In fact, the axon can synapse onto a dendrite, onto a cell body, or onto another axon or axon terminal, as well as into the bloodstream or diffusely into the adjacent nervous tissue.

Conversion of chemical into electrical signals

Neurotransmitters are tiny signal molecules stored in membrane-enclosed synaptic vesicles and released via exocytosis. A change in electrical potential in the presynaptic cell triggers the release of these molecules. By attaching to transmitter-gated ion channels, the neurotransmitter causes an electrical alteration in the postsynaptic cell and rapidly diffuses across the synaptic cleft. Once released, the neurotransmitter is swiftly eliminated, either by being absorbed by the nerve terminal that produced it, taken up by nearby glial cells, or broken down by specific enzymes in the synaptic cleft. Numerous Na+-dependent neurotransmitter carrier proteins recycle the neurotransmitters and enable the cells to maintain rapid rates of release.
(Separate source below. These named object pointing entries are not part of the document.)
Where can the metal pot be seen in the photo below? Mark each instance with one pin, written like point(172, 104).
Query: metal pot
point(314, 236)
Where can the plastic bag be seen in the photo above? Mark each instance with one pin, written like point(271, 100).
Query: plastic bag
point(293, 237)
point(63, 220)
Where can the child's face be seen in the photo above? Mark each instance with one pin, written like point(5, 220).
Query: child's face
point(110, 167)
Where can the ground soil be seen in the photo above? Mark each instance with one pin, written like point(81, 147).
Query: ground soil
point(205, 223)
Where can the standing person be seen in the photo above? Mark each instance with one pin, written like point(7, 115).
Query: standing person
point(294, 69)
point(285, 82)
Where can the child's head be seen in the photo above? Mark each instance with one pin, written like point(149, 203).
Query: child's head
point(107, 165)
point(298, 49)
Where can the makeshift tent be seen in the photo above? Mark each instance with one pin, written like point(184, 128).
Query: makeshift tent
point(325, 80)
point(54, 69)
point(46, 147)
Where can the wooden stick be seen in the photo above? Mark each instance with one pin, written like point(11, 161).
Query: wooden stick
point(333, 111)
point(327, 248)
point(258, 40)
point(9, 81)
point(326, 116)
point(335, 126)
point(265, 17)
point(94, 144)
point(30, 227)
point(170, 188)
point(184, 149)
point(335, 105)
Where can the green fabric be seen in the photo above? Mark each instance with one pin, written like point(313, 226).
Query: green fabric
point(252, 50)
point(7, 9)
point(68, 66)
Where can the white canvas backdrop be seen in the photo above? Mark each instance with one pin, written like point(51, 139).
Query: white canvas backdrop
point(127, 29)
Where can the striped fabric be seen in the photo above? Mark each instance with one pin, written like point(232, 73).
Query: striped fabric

At chemical synapses, transmitter-gated ion channels play a vital role in rapidly converting extracellular chemical impulses into electrical signals. These channels are located in the postsynaptic cell's plasma membrane at the synapse region, and they temporarily open in response to neurotransmitter molecule binding, causing a momentary alteration in the membrane's permeability. Additionally, transmitter-gated channels are comparatively less sensitive to the membrane potential than voltage-gated channels, which is why they are unable to generate self-amplifying excitement on their own. However, they result in graded variations in membrane potential due to local permeability, influenced by the amount and duration of neurotransmitter released at the synapse.
Recently, mechanical tension, a phenomenon never thought relevant to synapse function has been found to be required for those on hippocampal neurons to fire.